Data Gathering Your Next Trip in US
The skills the author demoed here can be learned through taking Data Science with Machine Learning bootcamp with NYC Data Science Academy.
GitHub Repository
To top off our intensive three-month-long experience at NYC Data Science Academy, we chose to assist a US travel recommendation start-up by implementing intelligence and automation into their operations, to save hours of manual work. The company targets prospective travelers living in the US who know approximately when they’d like to take a trip within the country, but would like to be recommended exact location and itinerary ideas, rather than already know where exactly they’d like to go. Similar to Netflix, the company’s website is designed to get to know users so that curated recommendations can be given to them for their vacations.
Upon navigating to the website, users fill out a short quiz, including prompts that ask them to select which images inspire them and what kinds of activities they enjoy when traveling. They also fill out approximately how soon they’d like to travel (e.g. “3-6 months from now”). After a user completes the quiz, the company sends an email over, containing 3 separate trip ideas, which are based around events happening during the specified time window.
Objective
For example, if it is evident that a certain user’s preferred trip includes live shows, their itineraries will include events tagged with the category “Arts & Entertainment”. Since the trip recommendations are centered around linking user profiles to recurring events that happen around the country, categorizing these events accurately and efficiently is key. After speaking to the start-up founder, it was clear that we’d have a few interesting tasks to explore in our project:
- Automate the process of categorizing new events added to the company database.
- Find a new event categorization scheme intelligently.
- Automate the end-to-end process of taking in user inputs and outputting appropriate event recommendations from the database.
Data
To tackle task #1, the current labelling scheme would be used and predicted using supervised classification models. Task #2, on the other hand, would involve reconstructing the categories and perhaps finding more specific ones, using unsupervised clustering techniques to find structure in the event data from scratch.
After finalizing event tags, end-to-end automation could be simulated rather simply by filtering events out of the database that match with specified inputs. We decided to primarily focus on the first two tasks, since full-on automation would require more integration with the rest of the platform, including making potential changes to the website’s front-end.
We were given access to the company’s compiled event database, which includes details for about 2000 events around the US, including location data, the event’s recurring annual timeframe, event title, event description, and more.
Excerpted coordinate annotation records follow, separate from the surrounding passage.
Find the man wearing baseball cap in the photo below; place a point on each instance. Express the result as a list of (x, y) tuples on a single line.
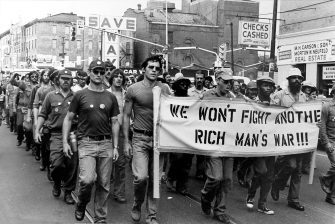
[(97, 111), (219, 170), (263, 167), (289, 165), (109, 67), (82, 77), (54, 108)]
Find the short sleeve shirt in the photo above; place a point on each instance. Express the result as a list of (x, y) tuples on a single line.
[(142, 98), (54, 110), (94, 110)]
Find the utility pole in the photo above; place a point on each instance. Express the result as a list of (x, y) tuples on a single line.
[(232, 46), (167, 41), (273, 39), (63, 51)]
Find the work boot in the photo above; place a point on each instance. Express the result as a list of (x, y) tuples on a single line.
[(68, 198), (79, 212), (136, 212)]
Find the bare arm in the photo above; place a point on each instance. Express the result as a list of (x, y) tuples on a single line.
[(67, 123), (115, 135), (38, 129), (127, 109)]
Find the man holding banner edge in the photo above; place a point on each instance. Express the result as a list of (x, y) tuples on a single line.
[(219, 170), (289, 165)]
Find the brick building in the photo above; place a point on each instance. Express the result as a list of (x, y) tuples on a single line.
[(41, 43), (200, 23)]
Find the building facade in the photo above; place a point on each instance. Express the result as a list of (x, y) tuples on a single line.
[(47, 42), (307, 40), (226, 14)]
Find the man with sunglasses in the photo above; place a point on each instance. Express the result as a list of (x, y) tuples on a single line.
[(139, 100), (82, 77), (25, 88), (219, 170), (97, 111), (63, 170), (289, 166), (109, 68), (118, 178)]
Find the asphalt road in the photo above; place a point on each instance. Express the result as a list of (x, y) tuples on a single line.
[(26, 197)]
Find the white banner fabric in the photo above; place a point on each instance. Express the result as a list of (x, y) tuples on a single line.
[(223, 127)]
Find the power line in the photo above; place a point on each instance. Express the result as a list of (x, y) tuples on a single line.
[(302, 7)]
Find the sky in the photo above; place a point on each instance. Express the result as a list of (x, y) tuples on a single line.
[(24, 11)]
It also includes an event category column which the company manually filled in with one of four categories for each event: Arts & Entertainment, Active, Tastebuds, and Learn.
Since we started off with the manual entries of categories for these 2000 events, our first supervised task was straightforward: to train a model on a portion of the event data and test it on the rest in order to predict these categories. With an accurate enough supervised model, new events would be categorized according to this scheme without much manual intervention.
Preprocessing Data
In order to properly analyze the event descriptions using natural language processing techniques, we started with classic text preprocessing methods.
We first decided to concatenate the event titles with their corresponding descriptions so that the model would treat these as one combined feature when classifying events. We then cleaned the newly generated description texts to remove punctuation and special characters. Our next task was to remove stopwords, or transitory words that wouldn’t tell us more about what each event was about.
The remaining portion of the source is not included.